Dressing method and quadratic bundles related to symmetric spaces. Vanishing boundary conditions

TL;DR

This paper explores quadratic bundles linked to Hermitian symmetric spaces, focusing on a multi-component Kaup-Newell equation, and demonstrates how dressing methods can generate reflectionless potentials for integrable hierarchies.

Contribution

It introduces a dressing approach for quadratic bundles associated with symmetric spaces, enabling construction of reflectionless potentials and solutions for related integrable equations.

Findings

Derived reflectionless potentials with zero boundary conditions.

Constructed fast decaying solutions including solitons and rational solutions.

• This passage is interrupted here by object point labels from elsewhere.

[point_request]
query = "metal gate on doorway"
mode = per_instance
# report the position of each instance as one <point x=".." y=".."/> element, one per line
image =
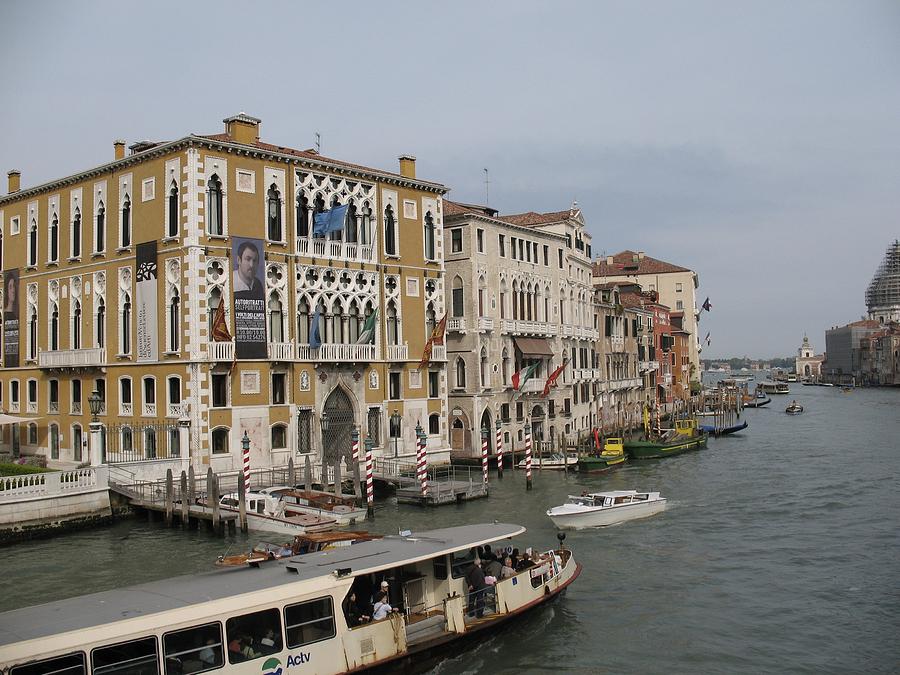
<point x="338" y="419"/>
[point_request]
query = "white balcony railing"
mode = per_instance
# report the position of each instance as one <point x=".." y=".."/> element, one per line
<point x="398" y="352"/>
<point x="72" y="358"/>
<point x="335" y="250"/>
<point x="522" y="327"/>
<point x="281" y="351"/>
<point x="220" y="351"/>
<point x="337" y="352"/>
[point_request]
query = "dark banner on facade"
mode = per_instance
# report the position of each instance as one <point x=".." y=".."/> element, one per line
<point x="146" y="310"/>
<point x="11" y="318"/>
<point x="249" y="298"/>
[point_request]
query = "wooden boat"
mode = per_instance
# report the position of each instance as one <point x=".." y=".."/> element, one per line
<point x="555" y="461"/>
<point x="598" y="509"/>
<point x="612" y="456"/>
<point x="342" y="509"/>
<point x="713" y="430"/>
<point x="265" y="514"/>
<point x="287" y="616"/>
<point x="685" y="436"/>
<point x="302" y="544"/>
<point x="775" y="387"/>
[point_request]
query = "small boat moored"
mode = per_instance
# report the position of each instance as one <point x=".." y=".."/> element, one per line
<point x="598" y="509"/>
<point x="613" y="455"/>
<point x="555" y="461"/>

Applied dressing method to a multi-component Kaup-Newell equation.

Abstract

We consider quadratic bundles related to Hermitian symmetric spaces of the type SU(m+n)/S(U(m)x U(n)). The simplest representative of the corresponding integrable hierarchy is given by a multi-component Kaup-Newell derivative nonlinear Schroedinger equation which serves as a motivational example for our general considerations. We extensively discuss how one can apply Zakharov-Shabat's dressing procedure to derive reflectionless potentials obeying zero boundary conditions. Those could be used for one to construct fast decaying solutions to any nonlinear equation belonging to the same hierarchy. One can distinguish between generic soliton type solutions and rational solutions.